The position the other man was in looked rather painful, Alex decided and then watched as the Lemurian was pulled in further, his feet no longer touching the Aerie floor, pulling the three holding onto the tethers with some difficulty.
One of the other Lemurians, the youngest, grabbed onto the tether Crade was holding, muttering something, presumably curses, in Lemurian. Wondering how the other was reacting, Alex turned to find that he had looked away, his face pale underneath the hand covering his eyes.
'Tell them to stop,' Xander said. 'They're only hurting him.'
Alex never had a chance to do so as the tethers were abruptly yanked out of their holders' hands. Picard's body fully dropped over the edge, out of reach, held up solely by his arm.
'I don't think they're doing it anymore.'
The Lemurian was slowly drawn in, his arm swallowed up first, followed by his shoulder, head, and the rest of his upper body. Finally, the last that could be seen of him was, somewhat ironically, his boots before even they disappeared into the sphere.

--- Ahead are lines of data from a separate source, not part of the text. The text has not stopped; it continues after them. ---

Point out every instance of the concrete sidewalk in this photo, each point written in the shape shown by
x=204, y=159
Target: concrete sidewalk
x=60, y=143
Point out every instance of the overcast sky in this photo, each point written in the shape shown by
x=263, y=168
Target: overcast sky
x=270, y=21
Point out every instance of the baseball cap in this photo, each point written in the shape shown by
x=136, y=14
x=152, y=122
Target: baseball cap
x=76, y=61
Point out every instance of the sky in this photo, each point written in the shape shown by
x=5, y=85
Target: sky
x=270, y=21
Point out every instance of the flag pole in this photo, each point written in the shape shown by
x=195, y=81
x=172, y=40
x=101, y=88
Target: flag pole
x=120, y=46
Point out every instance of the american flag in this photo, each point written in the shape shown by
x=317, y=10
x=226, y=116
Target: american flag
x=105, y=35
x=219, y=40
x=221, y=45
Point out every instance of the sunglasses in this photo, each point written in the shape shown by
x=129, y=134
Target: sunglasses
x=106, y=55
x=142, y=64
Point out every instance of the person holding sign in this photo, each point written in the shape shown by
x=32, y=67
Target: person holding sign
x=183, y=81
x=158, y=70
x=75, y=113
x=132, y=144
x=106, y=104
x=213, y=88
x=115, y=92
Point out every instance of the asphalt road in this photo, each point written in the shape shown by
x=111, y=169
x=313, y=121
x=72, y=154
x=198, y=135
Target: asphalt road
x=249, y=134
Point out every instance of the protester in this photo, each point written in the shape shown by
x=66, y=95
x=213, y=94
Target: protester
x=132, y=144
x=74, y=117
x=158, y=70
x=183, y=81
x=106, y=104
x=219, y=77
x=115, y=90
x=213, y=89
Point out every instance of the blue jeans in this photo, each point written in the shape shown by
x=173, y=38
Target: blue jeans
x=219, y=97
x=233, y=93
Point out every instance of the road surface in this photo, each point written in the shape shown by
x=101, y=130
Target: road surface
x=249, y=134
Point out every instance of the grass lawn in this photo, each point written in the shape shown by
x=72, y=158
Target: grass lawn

There was a moment of stunned silence from which Mia recovered first. At the very least, she was the one Alex noticed first.
Slap!
Alex recoiled, letting out a pained noise and resisting the urge to rub his cheek as Mia began furiously berating him. He tried not to pay too much attention to what she was saying as it included phrases along the lines of "Picard is dead because of you".
Hence it was a rather large surprise to both of them when he was rather forcefully stripped of the control over the body and sent to the back of his mind before the body decided to spontaneously hug a very angry Mia.
"Alex!" she shrieked at him.
"Xander!" was the gleeful reply.
Immediately, the hug was returned, presumably by May. 'I'm back!'
So much for having my own body, Alex thought loudly enough for Xander to pick up on it. The strange thing was that he couldn't tell if he meant it or not.
Once May released him, Xander moved himself about, ignoring what everyone else was saying. As he was in control, that meant Alex was too. 'I have fingers!' the boy told him gleefully, laughing aloud as he wiggled them in front of his eyes.
Alex refrained from commenting. Being trapped somewhere was bound to make an impact on a person. In this case, it meant Xander was downright giddy to have a body. It also meant Alex was wishing he wasn't sharing a body with him.
"Xander? What happened to Picard?" Felix asked.
Alex could feel the effort it took to restrain Xander's expression into one of seriousness. "I don't know."